Andersen's e-procurement gambit is designed to leverage the burgeoning marketplace for indirect, Web-enabled procurement of business services and supplies. Consultants predict that Anderson can help its customers cut their costs by as much as 50 percent by utilizing outsourcing specialists to foster business relationships with their suppliers.
AC Ventures, Inc., the venture capital unit of Andersen Consulting, made an undisclosed majority equity investment in the venture. Sun made an equally undisclosed minority equity investment.
Scott McNealy, Sun chairman and chief executive officer, said the combination of the three companies means that success is imminent.
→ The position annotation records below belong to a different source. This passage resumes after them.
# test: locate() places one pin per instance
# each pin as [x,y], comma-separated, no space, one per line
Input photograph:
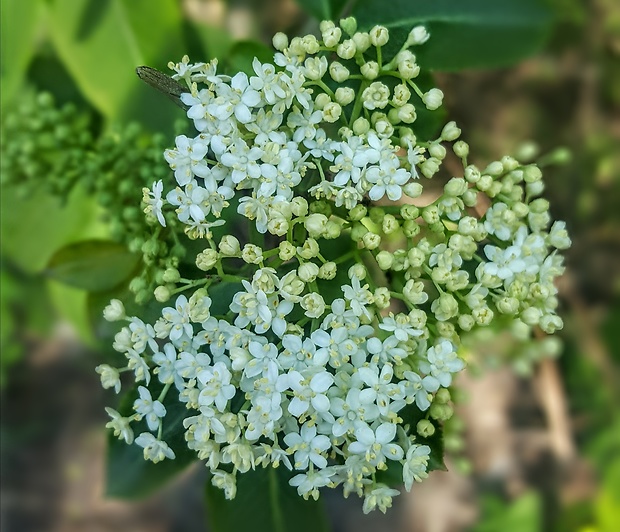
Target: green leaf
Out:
[19,22]
[265,502]
[464,33]
[129,476]
[101,42]
[93,265]
[32,228]
[70,304]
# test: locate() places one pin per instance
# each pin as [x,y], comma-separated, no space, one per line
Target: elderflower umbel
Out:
[284,349]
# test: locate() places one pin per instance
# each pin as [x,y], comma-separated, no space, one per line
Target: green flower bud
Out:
[358,231]
[286,250]
[430,214]
[495,169]
[315,224]
[441,412]
[309,250]
[442,396]
[461,149]
[432,99]
[361,126]
[114,311]
[508,305]
[229,246]
[171,275]
[207,259]
[338,72]
[413,190]
[299,206]
[252,254]
[425,428]
[370,70]
[280,41]
[379,36]
[535,189]
[349,25]
[411,229]
[531,174]
[382,297]
[162,294]
[346,49]
[308,272]
[357,270]
[385,260]
[328,271]
[470,197]
[390,224]
[450,132]
[371,240]
[466,322]
[416,257]
[456,187]
[344,95]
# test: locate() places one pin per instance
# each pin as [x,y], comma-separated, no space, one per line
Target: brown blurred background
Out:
[532,448]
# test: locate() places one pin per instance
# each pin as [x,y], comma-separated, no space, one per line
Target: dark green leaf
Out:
[265,502]
[93,265]
[129,476]
[102,45]
[464,33]
[19,21]
[30,239]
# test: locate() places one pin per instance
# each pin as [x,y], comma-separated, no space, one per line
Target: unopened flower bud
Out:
[346,49]
[338,72]
[379,36]
[432,99]
[315,224]
[328,271]
[286,250]
[371,240]
[344,95]
[385,260]
[418,35]
[280,41]
[308,272]
[425,428]
[206,259]
[114,311]
[252,254]
[162,293]
[229,246]
[370,70]
[450,132]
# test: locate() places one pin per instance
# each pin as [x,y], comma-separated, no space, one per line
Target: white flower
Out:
[216,387]
[376,444]
[109,377]
[416,463]
[380,497]
[308,392]
[442,362]
[308,447]
[308,484]
[154,450]
[153,411]
[120,425]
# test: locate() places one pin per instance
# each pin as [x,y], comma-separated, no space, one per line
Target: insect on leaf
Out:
[163,83]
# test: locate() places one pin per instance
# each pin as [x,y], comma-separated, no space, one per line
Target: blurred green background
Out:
[534,447]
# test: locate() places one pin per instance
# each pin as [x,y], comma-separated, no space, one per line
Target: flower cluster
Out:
[309,338]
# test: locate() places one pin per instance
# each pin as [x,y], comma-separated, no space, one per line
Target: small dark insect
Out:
[163,83]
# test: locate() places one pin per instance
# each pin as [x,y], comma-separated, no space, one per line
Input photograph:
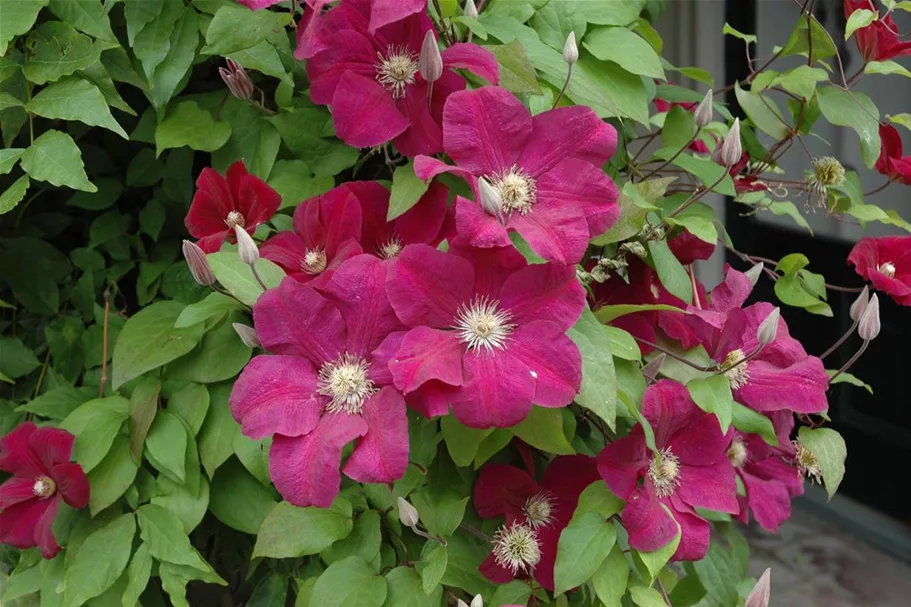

"Andersen Consulting's strengths in eProcurement and strategic sourcing combined with Sun and iPlanet technologies will provide the venture's customers with one of the most reliable, scalable eCommerce solutions available on the market today," McNealy said.
Joe W. Forehand, Andersen Consulting managing partner and chief executive officer, said its e-procurement venture would enhance the bottom line for the customers it serves.
"By combining the strengths of Andersen Consulting, Sun Microsystems and iPlanet, we are enabling businesses around the globe to extract new benefits from Internet-based procurement," Forehand said. "Our combined hardware, software, consulting and outsourcing services will unite to deliver a uniquely efficient and effective B2B solution to our clients."
The venture remains unnamed, but is scheduled to be fully operational late this year. Anderson's goal is to attract more than $200 billion in procurement spending by 2004.
Anderson will face stiff competition in the rush to get a piece of the e-procurement marketplace, which according to International Data Corporation research, may reach upwards of $1.4 trillion by 2003.